Bennett will meet with the eight party heads together in Tel Aviv on Thursday in hopes of resolving the dispute before the pension bill comes to the plenum for its first reading next Monday. One possible compromise is to pass the pension bill as is and then change it in committee during the spring recess.
When Bennett left a meeting with Gantz in his Knesset office, he told reporters who asked about the crisis that it "is not comfortable but not awful" and pledged that "we are going in the right direction."
Defense Minister Benny Gantz announced on Wednesday morning that his Blue and White faction would continue the boycott of coalition legislation that he announced on Monday to protest the lack of implementation of his party's initiatives, including the pension bill.
"Blue and White and I will not compromise on passing laws and decisions that deal directly with Israeli security, the power of the IDF and the future and character of Israeli society," Gantz said.
Asked on the way to Bennett's office if there would be a solution to the crisis, Gantz said he hoped so.
"We are trying to find a way for there to be a good [solution], he said."

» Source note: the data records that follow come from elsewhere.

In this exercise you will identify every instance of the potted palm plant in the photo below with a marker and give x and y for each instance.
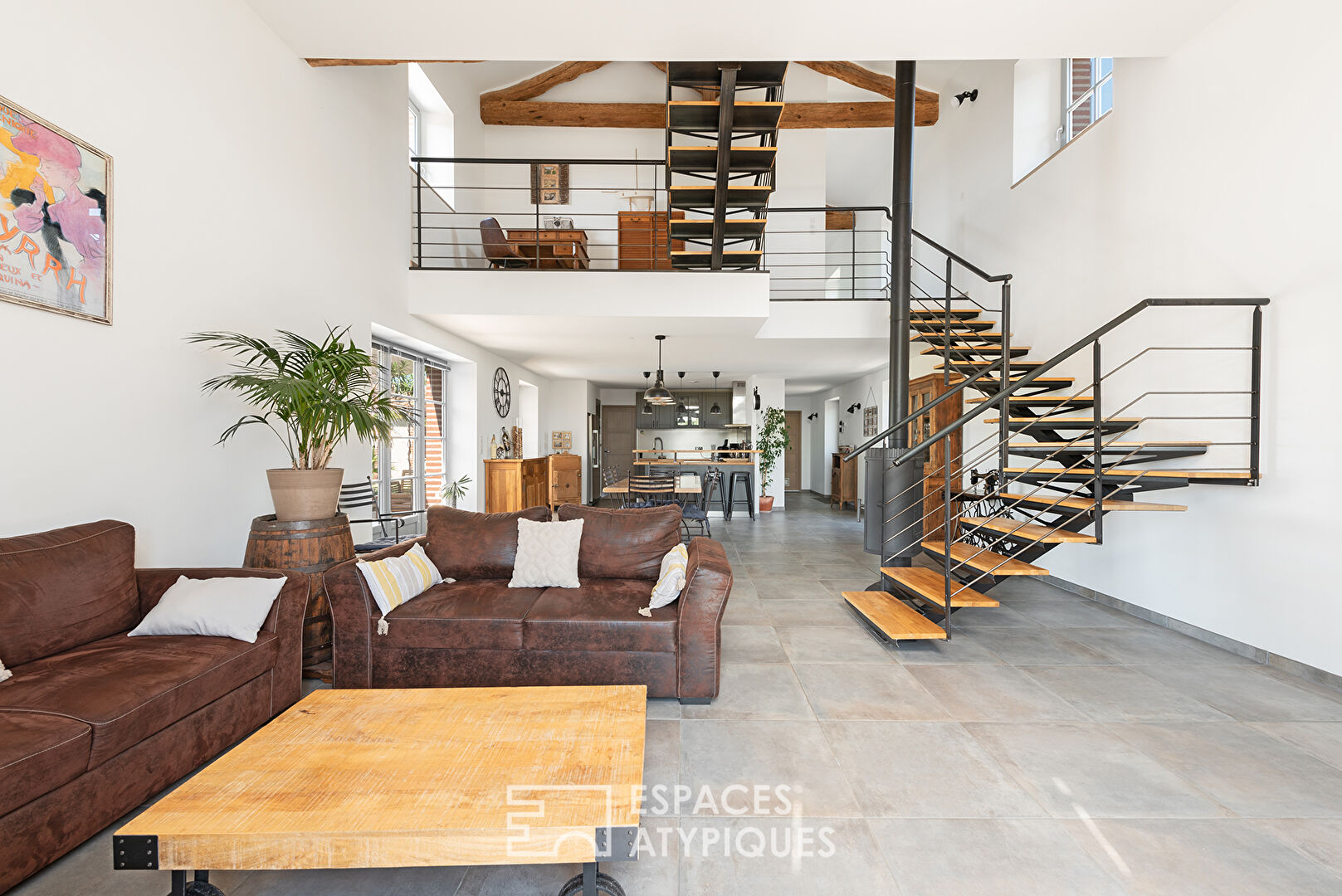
(313, 396)
(773, 441)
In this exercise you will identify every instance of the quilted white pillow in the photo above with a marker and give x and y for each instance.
(546, 554)
(227, 606)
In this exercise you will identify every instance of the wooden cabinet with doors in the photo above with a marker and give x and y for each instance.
(843, 480)
(643, 241)
(922, 392)
(535, 482)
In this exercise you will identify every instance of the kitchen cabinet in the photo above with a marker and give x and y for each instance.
(666, 417)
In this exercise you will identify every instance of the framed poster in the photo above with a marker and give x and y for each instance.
(56, 219)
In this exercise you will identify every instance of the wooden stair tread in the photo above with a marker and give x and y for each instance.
(932, 587)
(1037, 400)
(1085, 504)
(754, 160)
(893, 617)
(702, 114)
(1027, 532)
(984, 560)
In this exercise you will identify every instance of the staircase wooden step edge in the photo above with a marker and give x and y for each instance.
(932, 587)
(1016, 530)
(983, 560)
(893, 617)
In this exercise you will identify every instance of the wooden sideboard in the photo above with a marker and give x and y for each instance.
(513, 485)
(843, 480)
(643, 241)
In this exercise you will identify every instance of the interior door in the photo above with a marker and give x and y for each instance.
(792, 455)
(617, 441)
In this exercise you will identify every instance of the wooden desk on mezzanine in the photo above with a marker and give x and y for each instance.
(552, 248)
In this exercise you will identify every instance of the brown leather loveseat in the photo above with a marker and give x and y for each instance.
(93, 722)
(480, 632)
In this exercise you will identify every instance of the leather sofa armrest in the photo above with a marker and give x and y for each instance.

After Blue and White's announcement, the coalition withdrew a dozen bills from the Knesset's agenda for Wednesday and told coalition MKs that they could go home. The coalition decided to lose on the remaining dozen bills on the agenda, which were all votes on preliminary readings of bills that would have to pass three more times in the plenum, as well as in committee.
Exceptions were to be made for three key bills deemed destructive by the party: two for term limits for Supreme Court judges and one for forming a parliamentary inquiry on the price Israel paid for submarines. But even the bills Blue and White said it would vote against passed without a challenge. Bills by Religious Zionist Party MKs Bezalel Smotrich and Avi Maoz that would institute term limits for Supreme Court judges passed by a vote of 38 to 3.
There were also bills advanced that would significantly increase child welfare payments for large families and require gas stations nationwide to have power stations for plugging in electric cars.
"It was proven in the Knesset today that the opposition controls the plenum and Israel doesn't really have a government," said Likud faction head Yariv Levin. "The biggest prime ministerial failure in the country's history has not been able to bring his ministers in line for a third week in a row. That is not what leadership looks like. That is what bankruptcy looks like."
Because the coalition did not participate in the voting, the short Knesset career of Yisrael Beytenu MK Sharon Roffe Ofir ended a day early. Due to the Norwegian Law, she will leave the Knesset automatically on Thursday afternoon, when the resignation of Strategic Planning Minister Eli Avidar takes effect and he returns to the parliament.